Niger : les évêques s’alarment d’un risque d’escalade – FSSPX.Actualités

L’ultimatum lancé par la Communauté économique des Etats de l’Afrique de l’Ouest (CEDEAO) à la junte militaire putschiste pour qu’elle rende le pouvoir au gouvernement civil légitime confisqué le 26 juillet 2023, suscite les craintes des évêques de la région devant un risque d’escalade qui pourrait transformer le pays en une « deuxième Libye ».
Les évêques catholiques d’Afrique de l’Ouest, qui rassemblent les représentants de seize conférences épiscopales, ont publié, le 8 août dernier, un communiqué mettant en garde contre une intervention armée au Niger : « nous affirmons et insistons auprès de la CEDEAO et de l’Union Africaine, pour dire que toute intervention militaire au Niger à l’heure actuelle, compliquerait davantage la situation des populations dans la région, sans apporter de solution », déclarent notamment les prélats africains.
Pour eux, « le terrorisme [islamiste] a déjà apporté avec lui son lot macabre de veuves, d’orphelins, de déplacés, d’affamés », et les populations « n’attendent pas que les Institutions régionales et africaines viennent alourdir ce bilan ».
Une intervention dans le cadre de la CEDEAO risquerait de ressusciter, selon le communiqué épiscopal, « le cas de la Libye », qui « demeure un exemple tragique des conséquences désastreuses sur la vie, la dignité et l’avenir des populations ». On se souvient comment la déstabilisation de la Libye par l’intervention militaire en 2011, avait précipité le pays dans le chaos et donné un nouveau souffle aux milices djihadistes.
Les évêques d’Afrique restent prudents, se gardant de condamner le coup d’Etat du 26 juillet dernier, car l’armée nigérienne a une longue tradition de coups d’Etat militaires. Ainsi, la veille de son investiture, le président Mohamed Bazoum, qui vient de faire les frais du dernier putsch, avait échappé à une tentative de renversement ; et tout récemment, une autre tentative aurait été déjouée alors que le chef de l’Etat se trouvait en Turquie.

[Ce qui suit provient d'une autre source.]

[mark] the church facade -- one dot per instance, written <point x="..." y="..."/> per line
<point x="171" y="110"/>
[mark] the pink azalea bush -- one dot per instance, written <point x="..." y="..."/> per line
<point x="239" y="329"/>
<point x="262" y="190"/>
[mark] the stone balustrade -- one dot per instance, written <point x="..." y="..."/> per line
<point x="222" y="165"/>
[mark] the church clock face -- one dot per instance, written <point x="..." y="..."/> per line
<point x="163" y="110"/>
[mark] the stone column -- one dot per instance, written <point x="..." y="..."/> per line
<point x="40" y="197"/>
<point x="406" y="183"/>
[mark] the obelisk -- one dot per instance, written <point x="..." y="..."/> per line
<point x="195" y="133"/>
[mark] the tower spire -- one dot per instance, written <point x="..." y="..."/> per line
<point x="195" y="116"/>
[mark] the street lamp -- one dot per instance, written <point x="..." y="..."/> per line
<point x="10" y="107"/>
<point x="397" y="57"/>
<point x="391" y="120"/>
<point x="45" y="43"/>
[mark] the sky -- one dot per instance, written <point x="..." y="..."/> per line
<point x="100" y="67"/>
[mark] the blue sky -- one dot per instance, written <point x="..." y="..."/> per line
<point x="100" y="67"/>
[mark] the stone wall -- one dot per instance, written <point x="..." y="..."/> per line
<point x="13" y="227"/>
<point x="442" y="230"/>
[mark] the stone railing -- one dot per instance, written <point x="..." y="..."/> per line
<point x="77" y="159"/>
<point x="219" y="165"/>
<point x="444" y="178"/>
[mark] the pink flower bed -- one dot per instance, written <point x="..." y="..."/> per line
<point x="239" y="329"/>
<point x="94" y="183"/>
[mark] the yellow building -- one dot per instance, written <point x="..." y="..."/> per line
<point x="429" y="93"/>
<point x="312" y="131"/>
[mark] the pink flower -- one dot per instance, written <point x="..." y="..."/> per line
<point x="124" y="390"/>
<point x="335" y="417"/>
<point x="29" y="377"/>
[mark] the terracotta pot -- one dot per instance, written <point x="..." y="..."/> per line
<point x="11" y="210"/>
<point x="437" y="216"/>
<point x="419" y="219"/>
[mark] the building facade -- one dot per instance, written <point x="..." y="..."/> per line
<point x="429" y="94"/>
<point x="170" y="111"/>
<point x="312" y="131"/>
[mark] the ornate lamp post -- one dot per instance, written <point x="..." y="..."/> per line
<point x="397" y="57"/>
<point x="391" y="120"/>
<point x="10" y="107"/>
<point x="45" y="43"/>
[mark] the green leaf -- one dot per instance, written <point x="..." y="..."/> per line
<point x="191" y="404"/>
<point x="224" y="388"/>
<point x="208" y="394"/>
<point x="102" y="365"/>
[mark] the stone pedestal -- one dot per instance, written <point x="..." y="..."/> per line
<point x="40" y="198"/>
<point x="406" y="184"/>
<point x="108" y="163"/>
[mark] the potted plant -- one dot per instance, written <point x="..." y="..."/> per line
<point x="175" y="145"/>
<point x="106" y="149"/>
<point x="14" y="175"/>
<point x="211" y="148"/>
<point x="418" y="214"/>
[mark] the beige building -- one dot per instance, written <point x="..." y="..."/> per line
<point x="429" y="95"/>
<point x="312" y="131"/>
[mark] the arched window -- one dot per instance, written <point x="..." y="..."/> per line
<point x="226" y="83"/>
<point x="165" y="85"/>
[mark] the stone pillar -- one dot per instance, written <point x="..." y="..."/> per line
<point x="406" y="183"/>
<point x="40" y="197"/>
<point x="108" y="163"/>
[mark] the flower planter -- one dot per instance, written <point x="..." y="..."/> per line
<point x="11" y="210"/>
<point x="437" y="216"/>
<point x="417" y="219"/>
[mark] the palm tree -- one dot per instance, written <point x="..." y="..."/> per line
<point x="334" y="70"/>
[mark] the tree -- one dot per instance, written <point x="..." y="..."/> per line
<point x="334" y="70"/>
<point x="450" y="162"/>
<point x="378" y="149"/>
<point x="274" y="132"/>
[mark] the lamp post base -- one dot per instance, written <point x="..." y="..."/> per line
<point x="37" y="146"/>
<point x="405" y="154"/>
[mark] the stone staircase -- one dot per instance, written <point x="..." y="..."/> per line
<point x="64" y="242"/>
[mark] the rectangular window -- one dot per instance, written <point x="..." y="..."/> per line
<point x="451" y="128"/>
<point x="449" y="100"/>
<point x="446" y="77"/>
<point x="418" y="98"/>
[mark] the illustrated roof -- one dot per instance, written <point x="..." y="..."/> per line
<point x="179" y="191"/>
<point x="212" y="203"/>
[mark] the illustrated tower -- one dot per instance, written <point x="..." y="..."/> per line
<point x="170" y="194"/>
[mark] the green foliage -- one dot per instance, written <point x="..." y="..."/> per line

« L’armée est un acteur politique à part entière, et le système politique paraît de moins en moins sensible aux demandes de la population : le parti au pouvoir [avant le putsch] – le Parti nigérien pour la démocratie et le socialisme (PNDS) – n’est pas un parti de compromis, mais de domination », explique Rahman Idrissa, enseignant-chercheur à l’université de Leiden (Pays-Bas).
Selon ce dernier, « le PNDS a une part de responsabilité dans le coup d’Etat » qu’il décrit comme un « putsch opportuniste inspiré de ceux qui ont eu lieu au Mali et au Burkina Faso », où ont été exploités le mécontentement de la population nigérienne face à la situation économique et sécuritaire – activités djihadistes dans le sud-ouest et le sud-est – et le ressentiment à l’égard de la France, considérée comme un bouc émissaire pour les maux du pays.
Rahman Idrissa estime qu’à l’heure actuelle « l’influence de Paris et de Washington, qui insistent sur une restauration totale de Bazoum, est néfaste ». Une solution, selon lui, serait de « revenir à une tradition nigérienne : le putsch participe à la réinvention et au renouvellement du processus politique, comme un ordinateur que l’on redémarre ».
Une solution qui ne semble pas non plus écartée par les évêques de la région qui, en conclusion de leur intervention, appellent toutes les parties à « travailler ensemble pour bâtir un avenir de paix et de prospérité pour notre région et l’Afrique tout entière ».
Espérons que les catholiques du Niger ne feront pas les frais des enjeux géopolitiques opposant les grandes puissances économiques et militaires qui ont fait de l’Afrique leur terrain de jeu.